I am trying to generate random forest's feature importance plot using cross validation folds. When only feature (X) and target(y) data is used, the implementation is straightforward such as:
rfc = RandomForestClassifier()
rfc.fit(X, y)
importances = pd.DataFrame({'FEATURE':data_x.columns,'IMPORTANCE':np.round(rfc.feature_importances_,3)})
importances = importances.sort_values('IMPORTANCE',ascending=False).set_index('FEATURE')
print(importances)
importances.plot.bar()
plt.show()
However, how could I transform this code in order to create a similar plot for every cross-validation folds (k-fold) that I would be creating ?

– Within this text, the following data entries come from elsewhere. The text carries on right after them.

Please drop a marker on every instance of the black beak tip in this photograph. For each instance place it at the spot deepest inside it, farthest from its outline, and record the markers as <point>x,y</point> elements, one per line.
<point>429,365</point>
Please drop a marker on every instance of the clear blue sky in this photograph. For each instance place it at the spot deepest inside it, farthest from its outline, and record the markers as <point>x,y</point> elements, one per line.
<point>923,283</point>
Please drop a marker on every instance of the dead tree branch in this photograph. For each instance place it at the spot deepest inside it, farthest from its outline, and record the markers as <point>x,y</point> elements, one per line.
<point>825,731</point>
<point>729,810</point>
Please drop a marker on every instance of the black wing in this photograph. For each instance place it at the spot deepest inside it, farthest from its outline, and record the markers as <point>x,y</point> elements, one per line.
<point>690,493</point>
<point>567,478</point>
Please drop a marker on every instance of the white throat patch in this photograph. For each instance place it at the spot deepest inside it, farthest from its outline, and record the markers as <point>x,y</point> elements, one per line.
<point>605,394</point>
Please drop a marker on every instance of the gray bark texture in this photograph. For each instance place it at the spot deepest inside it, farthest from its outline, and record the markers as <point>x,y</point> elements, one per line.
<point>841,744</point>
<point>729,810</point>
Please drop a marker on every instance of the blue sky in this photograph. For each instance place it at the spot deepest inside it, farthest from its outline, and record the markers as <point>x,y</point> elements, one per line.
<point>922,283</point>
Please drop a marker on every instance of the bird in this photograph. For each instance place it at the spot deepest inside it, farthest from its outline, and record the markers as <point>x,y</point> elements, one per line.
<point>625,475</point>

The code that I have at the moment is:
# Empty list storage to collect all results for displaying as plots
mylist = []
from sklearn.ensemble import RandomForestClassifier
from sklearn.model_selection import KFold
kf = KFold(n_splits=3)
for train, test in kf.split(X, y):
train_data = np.array(X)[train]
test_data = np.array(y)[test]
for rfc = RandomForestClassifier():
rfc.fit(train_data, test_data)
For example, the above code creates (3 folds) using the Cross validation technique and my aim is to create feature importance plots for all the 3 folds, resulting in 3 feature importance plot graphs. At the moment, it's giving me loop errors.
I am not sure what would be the most efficient technique to use each of the created (k-folds) to generate feature importance graph via Random forest respectively, for each of the (k-folds).